It has always resounded deep within me, that life is a very serious thing. So from the point in my life when I first was considering having children, I have always endeavored to be intentional. To be consistently intentional in life is a struggle because life is also filled with unpredictable chaos. A quote from Charlotte Mason highlights that balance of chaos versus control. “No other part of the world’s work is of such supreme difficulty, delicacy and importance, as that of parents in the right bringing up of their children.”
Taking great care and trying to find the right path for my family has brought me to meet Charlotte Mason and increasingly admire her principled life. I love that she based her principles on Scripture and her time spent with children.
I went to college with interests in languages, culture, architecture, writing, math and many other things. I couldn’t really narrow down what i most was interested in and ended up deciding that, for me, it would be better to get started having kids and teaching them what i already knew (without student loans) than it would be to get narrowed down to career level (with loans and no longer afford to be at home).

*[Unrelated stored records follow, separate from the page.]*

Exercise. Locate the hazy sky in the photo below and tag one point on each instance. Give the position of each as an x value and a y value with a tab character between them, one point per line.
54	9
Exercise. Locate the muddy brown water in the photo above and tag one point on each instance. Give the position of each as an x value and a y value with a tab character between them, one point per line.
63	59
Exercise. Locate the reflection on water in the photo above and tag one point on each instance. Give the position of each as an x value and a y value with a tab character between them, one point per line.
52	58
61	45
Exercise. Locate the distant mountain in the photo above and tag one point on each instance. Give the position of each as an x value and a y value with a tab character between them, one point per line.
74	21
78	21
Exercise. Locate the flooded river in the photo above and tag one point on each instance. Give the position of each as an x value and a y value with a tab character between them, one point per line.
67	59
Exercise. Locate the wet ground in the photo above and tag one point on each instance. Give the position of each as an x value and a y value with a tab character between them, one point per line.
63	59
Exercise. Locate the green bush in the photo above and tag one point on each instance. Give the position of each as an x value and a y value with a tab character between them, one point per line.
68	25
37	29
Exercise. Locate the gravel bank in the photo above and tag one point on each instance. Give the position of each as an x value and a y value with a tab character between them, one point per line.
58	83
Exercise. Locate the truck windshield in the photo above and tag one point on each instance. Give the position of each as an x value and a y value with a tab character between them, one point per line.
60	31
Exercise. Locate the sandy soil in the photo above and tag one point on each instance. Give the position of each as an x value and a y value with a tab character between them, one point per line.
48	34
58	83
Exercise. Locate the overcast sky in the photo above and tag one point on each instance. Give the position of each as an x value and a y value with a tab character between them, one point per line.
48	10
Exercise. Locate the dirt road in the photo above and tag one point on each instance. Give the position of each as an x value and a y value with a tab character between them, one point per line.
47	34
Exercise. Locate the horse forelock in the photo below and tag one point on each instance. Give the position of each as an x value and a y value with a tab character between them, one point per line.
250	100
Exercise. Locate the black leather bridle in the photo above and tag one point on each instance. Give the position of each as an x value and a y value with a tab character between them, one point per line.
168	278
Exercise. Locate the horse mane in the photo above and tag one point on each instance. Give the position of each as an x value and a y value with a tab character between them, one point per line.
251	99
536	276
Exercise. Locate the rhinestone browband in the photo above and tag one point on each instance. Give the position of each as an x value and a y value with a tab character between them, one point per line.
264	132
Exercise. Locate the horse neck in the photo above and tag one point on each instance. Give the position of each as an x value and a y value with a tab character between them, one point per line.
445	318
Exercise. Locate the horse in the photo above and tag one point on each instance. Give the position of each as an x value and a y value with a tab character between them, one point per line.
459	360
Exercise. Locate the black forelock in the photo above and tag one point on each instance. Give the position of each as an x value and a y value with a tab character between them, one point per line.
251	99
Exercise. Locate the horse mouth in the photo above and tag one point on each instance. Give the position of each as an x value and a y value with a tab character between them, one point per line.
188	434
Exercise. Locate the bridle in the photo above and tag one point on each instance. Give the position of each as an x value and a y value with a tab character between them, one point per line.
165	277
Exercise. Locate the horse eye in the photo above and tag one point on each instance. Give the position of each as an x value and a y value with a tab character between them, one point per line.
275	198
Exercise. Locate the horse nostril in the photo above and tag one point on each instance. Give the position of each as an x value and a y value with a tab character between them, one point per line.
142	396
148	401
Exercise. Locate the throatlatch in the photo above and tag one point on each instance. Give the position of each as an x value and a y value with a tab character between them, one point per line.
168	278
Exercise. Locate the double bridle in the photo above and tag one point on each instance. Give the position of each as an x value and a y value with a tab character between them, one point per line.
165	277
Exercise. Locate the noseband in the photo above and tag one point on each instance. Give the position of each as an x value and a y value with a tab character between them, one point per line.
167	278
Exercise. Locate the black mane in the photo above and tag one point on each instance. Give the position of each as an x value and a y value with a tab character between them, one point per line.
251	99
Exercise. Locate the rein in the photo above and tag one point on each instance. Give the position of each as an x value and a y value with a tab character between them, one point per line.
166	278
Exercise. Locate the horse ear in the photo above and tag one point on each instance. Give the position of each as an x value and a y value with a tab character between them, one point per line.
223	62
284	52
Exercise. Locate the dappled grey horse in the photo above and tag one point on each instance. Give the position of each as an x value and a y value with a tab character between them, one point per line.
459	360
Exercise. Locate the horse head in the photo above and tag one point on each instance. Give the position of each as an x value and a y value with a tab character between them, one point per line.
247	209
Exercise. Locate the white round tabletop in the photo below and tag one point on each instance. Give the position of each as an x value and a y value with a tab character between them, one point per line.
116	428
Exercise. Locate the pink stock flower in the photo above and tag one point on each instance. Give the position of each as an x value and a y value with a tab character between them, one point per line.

So my varied interests and my husband’s varied interests have led us into many adventures. We live on 5 acres with 3 children. We have had cows, goats, sheep, pigs, chickens, guinea fowl, and rabbits living alongside us at different times over the years. And when it came to educating our children, I felt called to walk closely with them through life, educating ourselves together side-by-side. “Self-education is the only possible education, the rest is mere veneer on the surface of a child’s nature.” We, as parents, want to have a deep impact on our children, don’t we? But teaching is *not* molding them to a shape we want or trying to paint over their flaws. Teaching them is introducing them to ideas and letting them be educated by the Holy Spirit. So my interest in Loft and Field is in finding and collaborating with like-minded parents to lead our children to a full smorgasbord of living ideas and living books. We can cheer one another along on this journey of education that truly never ends… and so must be wide and deep and varied. Let it be based on life. Life in its chaos and seriousness and also it’s joy and the habits we choose.
“The only vital method of education appears to be that children should read worthy books, many worthy books.”
“Give your child a single valuable idea, and you gave done more for his education than if you had laid upon his mind the burden of bushels of information.”
Ok, I will stop quoting Charlotte now because if you are reading this, I know you’ll be wanting to come, meet with us and read her volumes.